When an application is running, it typically stores the data it is actively using in RAM (or if it is large in temporary files on-disk) This allows the application to run more quickly. When the user wants to save changes that are held in these temporary forms of memory they must specify a file to save it to. In most GUI based applications this is done via the File menu, or using the keyboard shortcut, Ctrl+S (Cmd+S on macOS).

When you are working in QGIS or any other GIS (or most other types of) application, you need to save to avoid data loss. It is a good idea to frequently save your work by pressing Ctrl+S (Cmd+S on macOS).
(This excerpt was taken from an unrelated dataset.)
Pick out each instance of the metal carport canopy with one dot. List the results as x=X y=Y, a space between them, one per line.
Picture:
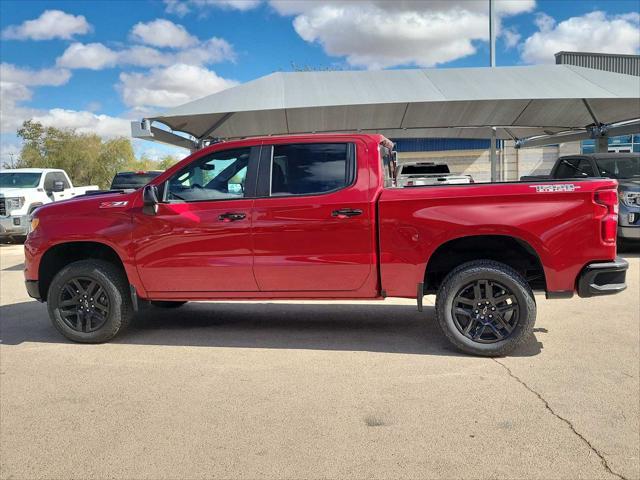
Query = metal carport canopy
x=520 y=102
The first time you save your work, you will be prompted to choose a file name and location. It is a good idea to put the file you save into a folder specific to the project you are working on, and to put other needed files in the same directory (there are some exceptions to this, but not in this class)

References

Apple Inc. 2011. OS x for UNIX Users: Technology Brief. Cupertino, CA: Apple Inc. https://images.apple.com/media/us/osx/2012/docs/OSX_for_UNIX_Users_TB_July2011.pdf.
Campbell-Kelly, Martin, William F Aspray, Jeffrey R Yost, Honghong Tinn, and Gerardo Con Dı́az. 2023. Computer: A History of the Information Machine. Routledge.